I nostalgici del ventennio fascista, che addebitano alla democrazia costituzionale le cause dei mali attuali, ignorano – o fanno finta di ignorare – che prevaricazioni e ruberie avvengono anche, e soprattutto, quando alla stampa e agli altri mezzi di comunicazione sociale è vietata ogni forma di denunzia. Né si stava meglio nei secoli precedenti: per quanto indietro si vada, incontriamo le arringhe di Cicerone contro Verre, l’urlo sarcastico di Virgilio contro la «sacra fame di denaro» sino alle condanne dei profeti biblici contro i giudici che si vendono senza ritegno a danno dei diritti degli orfani e delle vedove. Insomma: la corruzione, e la rispettiva concussione, non sono un fenomeno recente.

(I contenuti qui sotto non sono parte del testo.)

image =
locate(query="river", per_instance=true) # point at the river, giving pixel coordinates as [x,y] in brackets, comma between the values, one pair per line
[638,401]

Questo dato, tanto certo quanto spesso dimenticato, può essere utile a chi cerchi facili, e fallaci, consolazioni al cospetto delle cronache recenti che, secondo un magistrato veneto, registrano sistemi corruttivi molto peggiori di Tangentopoli; ma può, al contrario, indirizzare chi voglia affrontare la questione con la dovuta radicalità. La diffusione nello spazio e la persistenza nel tempo della corruzione dovrebbero sollecitare tutte le opportune revisioni legislative, a cominciare dall’obbligo – per chiunque rivesta incarichi di responsabilità nelle istituzioni – di sottoporsi a un’incondizionata trasparenza bancaria (sia in entrata che in uscita); ma, anche, ad andare un po’ più a fondo rispetto al piano normativo e giudiziario. È difficile, infatti, sostenere che si possa tessere una trama così perfezionata di regole, di divieti e di controlli da rendere impossibile la trasgressione. La garanzia della legalità affonda le radici nel terreno dell’etica. Se l’unica ragione di non delinquere è la paura della sanzione, prima o poi il calcolo degli interessi finirà col convincermi – talora a torto, talaltra a ragione – che il gioco (il profitto illecito) vale la candela (disattendere la norma).

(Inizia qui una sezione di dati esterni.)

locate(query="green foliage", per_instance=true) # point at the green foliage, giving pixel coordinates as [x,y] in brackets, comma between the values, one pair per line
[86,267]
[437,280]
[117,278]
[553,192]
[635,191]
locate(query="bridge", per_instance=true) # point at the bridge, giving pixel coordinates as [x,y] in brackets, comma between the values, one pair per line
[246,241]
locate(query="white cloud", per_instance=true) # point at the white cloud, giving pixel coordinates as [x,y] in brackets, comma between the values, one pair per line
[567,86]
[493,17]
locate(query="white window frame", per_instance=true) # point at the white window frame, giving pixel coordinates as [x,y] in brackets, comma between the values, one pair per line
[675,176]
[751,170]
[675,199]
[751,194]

Nell’era della globalizzazione, della multiculturalità e del meticciato, non è ipotizzabile (ammesso che lo sia stato in epoche anteriori) la condivisione unanime di princìpi etici: eppure un grappolo di criteri, per quanto ridotto, è irrinunziabile. Ogni paese ha il diritto, e prima ancora il dovere, di fissare i propri: l’Italia lo ha fatto con i primi tredici articoli della sua Costituzione nel 1948. Che cattolici e radicali, islamici e socialisti, conservatori e buddhisti, protestanti e atei abbiano le stesse ragioni per giustificare tali princìpi etici, non è né prevedibile né (probabilmente) auspicabile. A questo livello fondativo il pluralismo culturale non può che essere massimo. Ma molte modalità di argomentare la dignità delle persone, la lealtà nelle relazioni, la correttezza nell’espletamento delle proprie funzioni sociali, la sobrietà allegra nell’uso del denaro… non può significare, come mi pare stia avvenendo dal craxismo degli anni Ottanta a oggi, rinunzia a qualsiasi argomentazione. Ogni cittadino, ogni famiglia, ogni Chiesa, ogni associazione, ogni movimento deve darsi una risposta – per quanto possibile consapevole – alla domanda cruciale: perché non rubare? Perché anteporre il bene pubblico all’interesse privato? L’etica protestante offrirà motivazioni diverse rispetto a un’etica naturalistica, così come diverse saranno le motivazioni di un partito di ispirazione liberale rispetto a un sindacato di ispirazione socialista: ma nessuno può ancora esonerarsi dal ricercare le proprie.

In questa ricerca delle ragioni radicali per non asservirsi al denaro, e per non asservire col denaro, più di un sentiero potrebbe ricondurre a un’intuizione comune a molte saggezze. Kierkegaard l’espresse affermando che non si è angosciati perché si pecca, ma si pecca perché si è angosciati. In termini laici tradurrei: non si è infelici perché si corrompe, e ci si lascia corrompere, ma si sguazza nella corruzione perché si è infelici. Se la diagnosi fosse almeno parzialmente corretta, la terapia si delineerebbe spontaneamente: ricercare qualche briciola di felicità. Riscoprire la gioia dell’amicizia sincera, il piacere della sessualità condivisa, la beatitudine di chi sa contemplare un tramonto o chinarsi sulle piaghe di un malato abbandonato. Riscoprire il senso interiore di fervida pienezza che può dare un’esistenza politica a servizio del benessere comune, al punto da ritenere non un’aggiunta integrativa, bensì una perdita inquinante ogni euro sottratto con l’inganno ai diritti dei propri simili, soprattutto dei più indigenti.